The Care Partner Project helped an advocate arrange hospice care for a homeless woman dying of cancer. An impact grant from the project assisted a determined advocate who called and nudged and pushed organizations and manufacturers on behalf of a double-hand amputee who’d been told to “adjust to life without prostheses” by an insurer; the patient ended up receiving prostheses and undergoing an extensive rehab program.
“As a patient advocate, I know that people are resilient when they have the tools to help them overcome challenges they face,” Curtiss says.
A nursing school in South Korea contacted The Care Partner Project recently for more information about its mission and checklists. So did a patient safety organization in Australia.
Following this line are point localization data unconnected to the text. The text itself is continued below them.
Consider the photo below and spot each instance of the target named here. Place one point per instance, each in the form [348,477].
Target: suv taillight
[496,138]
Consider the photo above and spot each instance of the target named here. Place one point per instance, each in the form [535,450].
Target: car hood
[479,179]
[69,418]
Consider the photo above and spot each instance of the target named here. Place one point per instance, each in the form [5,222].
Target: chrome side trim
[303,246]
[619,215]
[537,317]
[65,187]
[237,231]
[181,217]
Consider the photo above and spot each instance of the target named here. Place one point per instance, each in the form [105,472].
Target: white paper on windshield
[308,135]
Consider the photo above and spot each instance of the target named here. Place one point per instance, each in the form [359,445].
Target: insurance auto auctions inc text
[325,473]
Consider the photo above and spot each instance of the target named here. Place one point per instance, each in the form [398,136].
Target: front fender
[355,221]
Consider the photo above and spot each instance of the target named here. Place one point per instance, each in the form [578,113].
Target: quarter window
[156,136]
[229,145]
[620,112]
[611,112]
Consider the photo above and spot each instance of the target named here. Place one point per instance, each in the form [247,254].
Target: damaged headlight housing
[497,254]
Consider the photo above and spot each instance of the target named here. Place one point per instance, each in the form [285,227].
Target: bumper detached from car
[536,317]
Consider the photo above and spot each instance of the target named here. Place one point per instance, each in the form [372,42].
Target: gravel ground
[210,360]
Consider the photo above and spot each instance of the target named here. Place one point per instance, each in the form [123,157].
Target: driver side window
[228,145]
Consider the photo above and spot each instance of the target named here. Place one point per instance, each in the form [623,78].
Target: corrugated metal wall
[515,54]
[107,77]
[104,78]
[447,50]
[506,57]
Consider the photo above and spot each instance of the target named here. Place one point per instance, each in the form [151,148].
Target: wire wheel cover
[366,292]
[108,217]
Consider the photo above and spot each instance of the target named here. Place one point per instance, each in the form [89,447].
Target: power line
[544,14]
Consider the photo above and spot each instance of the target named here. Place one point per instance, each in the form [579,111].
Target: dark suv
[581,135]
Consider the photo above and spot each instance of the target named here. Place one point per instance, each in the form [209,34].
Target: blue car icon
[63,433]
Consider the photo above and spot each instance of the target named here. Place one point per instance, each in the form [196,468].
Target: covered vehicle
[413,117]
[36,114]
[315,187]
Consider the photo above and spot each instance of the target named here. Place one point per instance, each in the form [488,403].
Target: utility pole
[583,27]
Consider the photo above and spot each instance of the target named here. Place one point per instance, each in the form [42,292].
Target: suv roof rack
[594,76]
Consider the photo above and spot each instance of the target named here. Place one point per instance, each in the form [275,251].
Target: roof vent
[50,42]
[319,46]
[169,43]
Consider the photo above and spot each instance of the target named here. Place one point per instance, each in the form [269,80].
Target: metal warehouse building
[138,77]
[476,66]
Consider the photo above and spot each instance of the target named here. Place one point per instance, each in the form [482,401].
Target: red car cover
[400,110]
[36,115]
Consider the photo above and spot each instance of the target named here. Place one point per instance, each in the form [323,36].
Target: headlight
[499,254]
“Our mission,” Curtiss says, “is my passion, my reason for being, as is my devotion to my kids. I grew up in a household with parents who loved to tell me, ‘Follow your passion.’ I’ll never stop doing that.”
Curtiss didn’t just attend Lake Forest High School. She loved attending it. It was where she stayed super busy, served the Student Council, and joined the school’s first environmental club, Clean Land Air Water (CLAW).
She graduated from the University of Oregon, after designing her major—one with a concentration in statistics, “because I’m not good at math and statistics tell stories,” she explains. Curtiss launched a marketing research business and folded it (but kept a few clients) after the birth of her first child.
She also worked for Abbott as a consultant.
Looking for advice on sailing?
Seek Curtiss. And nobody else.
“I’m a Pisces; I’m a water person,” cracks Curtiss, who no longer has to crack a book on board. “Sailing, for me, is like a little getaway. You’re out there, on a lake. It’s peaceful. And then you get to look back at land. “Sailing always gives me wonderful perspective.”